Public entry just because I feel like it. I have my reasons for "feeling like it". XD
I hope you all had a lovely New Year. I rang it in with my beloved, although on New Year's Eve I was dealing with some rather unpleasant things from other people. Backstabbing, for one. A lot of hurt, but Jeremy made the day better. :) New Year's Day was full of even worse bullshit. Let's just say that I found out someone whom I believed I could trust and whom I cared for very much had been telling lies about me behind my back. Needless to say, I went to work that night without much sleep at all and I still feel sick over the whole thing. I'm still hurting, and I want to beat myself in the head for letting myself trust that person, for believing that that person gave a shit about me and my feelings and my friendship.
I pretty much lost my best friend around this time last year--she decided that she was tired of pretending to be happy for me, and she decided she couldn't stick around any longer even though she'd been my best friend for fourteen years.
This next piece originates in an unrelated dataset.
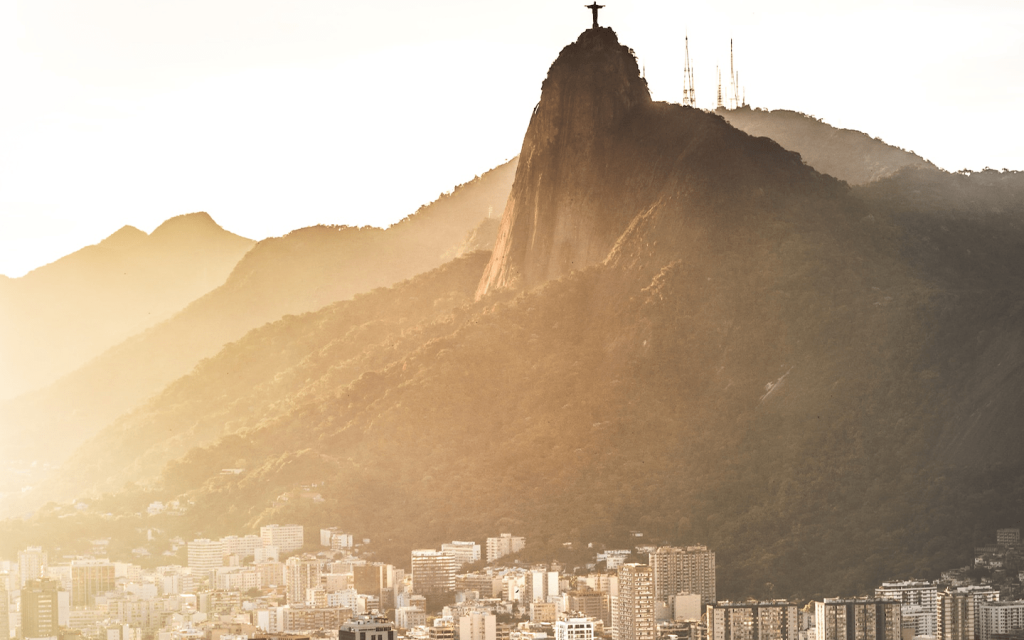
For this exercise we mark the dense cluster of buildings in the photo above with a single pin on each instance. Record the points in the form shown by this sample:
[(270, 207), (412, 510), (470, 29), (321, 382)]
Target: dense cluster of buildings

Yes, that still hurts. The irony is that the "friend" I mentioned above told all those lies to her, and she caught him in the lies. I was informed of it, and I honestly do not believe he's sorry for lying about me or hurting me, or lying to her. I think he's sorry that he got caught, and that's it. You see, the two of them apparently have a lot in common, and their relationship was heading towards the "romantic" sort of stage, I guess, but then he lied to her about me. I hope for her sake that she's walked away from him as I have, because he's just not worth it.
There are a couple more people this past year who have apparently decided that I am no longer worth talking to, and don't really reply to anything I have to say. Oh well. I guess I'll move on from that too.
I have reconnected with someone this past year, though, and it has been nice. <33333
And most importantly? Come the end of March, I'll be married to the best, sweetest man in the world. Ever since we became official, it's just been... I can't even describe it. We're so comfortable with one another and it's not like this silly "honeymoon" stage that people talk about. Because we've known each other for so long, he really gets me and I really get him. What we have is precious and beautiful, and I just wish everyone could experience this feeling.
I'm so nervous about moving out of this house. I know I cannot stay here forever but I will miss my Daddy and my sister and Fred (my dog) and Lizzie and Lilly (the cats) and even the goats something fierce. I'll miss venting to my mom about work every morning I come home. I'll miss walking with my sister. I know I'll be in Warner Robins and it's only an hour and fifteen minutes away but I wish we could just live closer. :( Unfortunately, Jeremy is in the Air Force and they require him to live within so many miles from the Air Force Base. It's going to be a big adjustment and I'm probably going to be terribly homesick for a bit, but you know... he'll be there beside me, helping me the whole way. Even though I'm nervous, I'm so excited to be taking this step with him. I know I am exactly where I am meant to be.
May this new year bring happiness to all of you~!